Tadej Pogačar
Roger De Vlaeminck
Zahl für Zahl
Die Balken sind auf den Führenden dieser Liste skaliert.
Das Urteil
Roger De Vlaeminck führt in 2 von 2 Kategorien. Unser Allzeit-Ranking führt Tadej Pogačar auf Platz 2 und Roger De Vlaeminck auf Platz 8.

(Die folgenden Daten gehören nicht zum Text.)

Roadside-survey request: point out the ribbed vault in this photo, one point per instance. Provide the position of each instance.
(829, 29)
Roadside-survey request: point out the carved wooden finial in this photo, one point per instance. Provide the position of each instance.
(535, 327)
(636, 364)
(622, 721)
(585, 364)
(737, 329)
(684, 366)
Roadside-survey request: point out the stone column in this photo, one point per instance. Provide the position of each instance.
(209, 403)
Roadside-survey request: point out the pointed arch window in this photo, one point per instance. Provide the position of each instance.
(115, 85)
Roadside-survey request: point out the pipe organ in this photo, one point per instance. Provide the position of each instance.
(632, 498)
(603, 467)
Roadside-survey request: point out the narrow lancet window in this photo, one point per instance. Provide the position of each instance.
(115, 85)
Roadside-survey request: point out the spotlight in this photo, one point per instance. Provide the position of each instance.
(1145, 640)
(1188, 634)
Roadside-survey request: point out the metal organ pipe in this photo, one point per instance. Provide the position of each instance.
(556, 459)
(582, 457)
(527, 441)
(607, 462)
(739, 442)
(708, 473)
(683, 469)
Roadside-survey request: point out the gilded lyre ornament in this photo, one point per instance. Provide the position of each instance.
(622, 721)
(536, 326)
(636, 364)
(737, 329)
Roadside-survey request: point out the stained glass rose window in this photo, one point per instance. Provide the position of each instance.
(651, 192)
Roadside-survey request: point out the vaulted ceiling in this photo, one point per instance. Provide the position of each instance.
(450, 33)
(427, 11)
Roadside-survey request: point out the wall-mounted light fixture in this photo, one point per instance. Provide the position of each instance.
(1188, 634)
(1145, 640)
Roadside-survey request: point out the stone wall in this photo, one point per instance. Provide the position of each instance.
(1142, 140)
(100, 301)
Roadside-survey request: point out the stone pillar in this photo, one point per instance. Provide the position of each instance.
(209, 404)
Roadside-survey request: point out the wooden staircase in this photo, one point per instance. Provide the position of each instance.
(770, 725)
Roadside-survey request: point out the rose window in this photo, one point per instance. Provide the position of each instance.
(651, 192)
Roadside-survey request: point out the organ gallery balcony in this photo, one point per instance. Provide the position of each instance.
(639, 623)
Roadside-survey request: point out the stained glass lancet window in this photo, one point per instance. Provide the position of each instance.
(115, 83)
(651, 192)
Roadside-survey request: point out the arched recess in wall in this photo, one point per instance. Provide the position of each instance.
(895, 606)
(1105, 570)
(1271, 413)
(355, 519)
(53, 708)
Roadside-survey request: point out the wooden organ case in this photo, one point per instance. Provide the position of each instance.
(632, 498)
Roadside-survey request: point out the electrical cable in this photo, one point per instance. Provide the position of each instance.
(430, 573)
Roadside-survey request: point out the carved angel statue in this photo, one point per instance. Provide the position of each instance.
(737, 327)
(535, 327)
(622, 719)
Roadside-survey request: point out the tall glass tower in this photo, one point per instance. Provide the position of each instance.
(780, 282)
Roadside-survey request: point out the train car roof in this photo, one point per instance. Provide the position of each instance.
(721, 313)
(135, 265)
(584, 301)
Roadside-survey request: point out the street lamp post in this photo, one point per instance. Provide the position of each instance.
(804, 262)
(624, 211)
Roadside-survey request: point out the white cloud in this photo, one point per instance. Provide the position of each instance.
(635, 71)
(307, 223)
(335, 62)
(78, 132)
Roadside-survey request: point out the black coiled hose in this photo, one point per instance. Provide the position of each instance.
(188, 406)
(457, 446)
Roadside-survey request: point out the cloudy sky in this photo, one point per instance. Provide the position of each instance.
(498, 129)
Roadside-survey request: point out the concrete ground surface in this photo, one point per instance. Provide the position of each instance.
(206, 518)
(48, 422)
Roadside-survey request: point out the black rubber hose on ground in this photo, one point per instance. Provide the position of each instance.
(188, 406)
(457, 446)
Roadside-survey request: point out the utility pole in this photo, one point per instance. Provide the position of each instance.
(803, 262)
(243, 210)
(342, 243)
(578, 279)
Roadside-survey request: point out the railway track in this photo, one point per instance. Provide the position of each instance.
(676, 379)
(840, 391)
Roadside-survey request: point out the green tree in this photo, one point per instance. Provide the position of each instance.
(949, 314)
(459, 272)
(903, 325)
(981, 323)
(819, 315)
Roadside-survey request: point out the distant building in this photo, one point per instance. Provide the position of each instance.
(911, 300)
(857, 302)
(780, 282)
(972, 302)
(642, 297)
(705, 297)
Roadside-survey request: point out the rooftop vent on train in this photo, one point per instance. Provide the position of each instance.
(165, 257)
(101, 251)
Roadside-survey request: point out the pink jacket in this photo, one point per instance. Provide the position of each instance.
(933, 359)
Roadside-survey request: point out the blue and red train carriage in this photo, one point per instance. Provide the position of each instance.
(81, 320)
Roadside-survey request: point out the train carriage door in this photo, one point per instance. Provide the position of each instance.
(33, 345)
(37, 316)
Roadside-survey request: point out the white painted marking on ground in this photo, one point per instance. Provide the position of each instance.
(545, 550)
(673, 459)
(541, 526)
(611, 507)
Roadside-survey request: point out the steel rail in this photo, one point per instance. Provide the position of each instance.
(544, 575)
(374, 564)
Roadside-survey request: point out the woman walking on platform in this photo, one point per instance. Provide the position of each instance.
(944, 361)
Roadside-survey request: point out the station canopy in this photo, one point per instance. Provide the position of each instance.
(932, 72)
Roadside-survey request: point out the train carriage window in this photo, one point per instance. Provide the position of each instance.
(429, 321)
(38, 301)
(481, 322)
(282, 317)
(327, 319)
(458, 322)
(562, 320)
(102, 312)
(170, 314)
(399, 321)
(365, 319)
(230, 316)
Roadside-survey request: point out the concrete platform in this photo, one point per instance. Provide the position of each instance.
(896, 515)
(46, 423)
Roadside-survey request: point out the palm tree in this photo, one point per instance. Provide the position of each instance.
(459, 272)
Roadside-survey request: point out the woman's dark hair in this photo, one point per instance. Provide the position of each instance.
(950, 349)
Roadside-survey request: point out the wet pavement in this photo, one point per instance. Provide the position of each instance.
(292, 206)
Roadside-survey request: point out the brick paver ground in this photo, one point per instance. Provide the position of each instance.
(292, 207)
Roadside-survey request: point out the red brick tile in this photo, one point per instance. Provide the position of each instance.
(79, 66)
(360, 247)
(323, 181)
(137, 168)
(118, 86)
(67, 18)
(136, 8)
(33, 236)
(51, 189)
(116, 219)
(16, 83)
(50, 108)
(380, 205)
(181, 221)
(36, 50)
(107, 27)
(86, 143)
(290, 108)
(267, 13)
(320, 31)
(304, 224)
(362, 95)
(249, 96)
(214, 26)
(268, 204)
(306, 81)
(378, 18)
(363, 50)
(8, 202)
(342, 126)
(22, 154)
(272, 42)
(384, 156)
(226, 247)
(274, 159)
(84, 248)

Das Plädoyer für Tadej Pogačar
Der vollständigste Fahrer seit Merckx, Pogačar hat die alten Grenzen zwischen Grand-Tour-Fahrern und Klassikerjägern aufgelöst. Stand Saison 2025 besitzt er vier Tour-de-France-Siege, gewonnen 2020, 2021, 2024 und 2025, dazu den Giro d'Italia 2024 und aufeinanderfolgende WM-Titel 2024 und 2025. 2024 vollbrachte er die Giro-Tour-WM-Triple-Crown, der erste Fahrer seit Stephen Roche 1987. Er dominiert auch die Monumente, mit einer Serie von Siegen beim Lombardei-Rundfahrt, mehreren Siegen bei Lüttich-Bastogne-Lüttich und einem ersten Sieg bei der Flandern-Rundfahrt, und knackte vor seinem 27. Geburtstag 100 Karrieresiege. Seine Bereitschaft, aus enormer Distanz anzugreifen, hat die Taktik des Sports neu definiert, und in seinem Alter ist noch keine Obergrenze seiner Zahlen in Sicht.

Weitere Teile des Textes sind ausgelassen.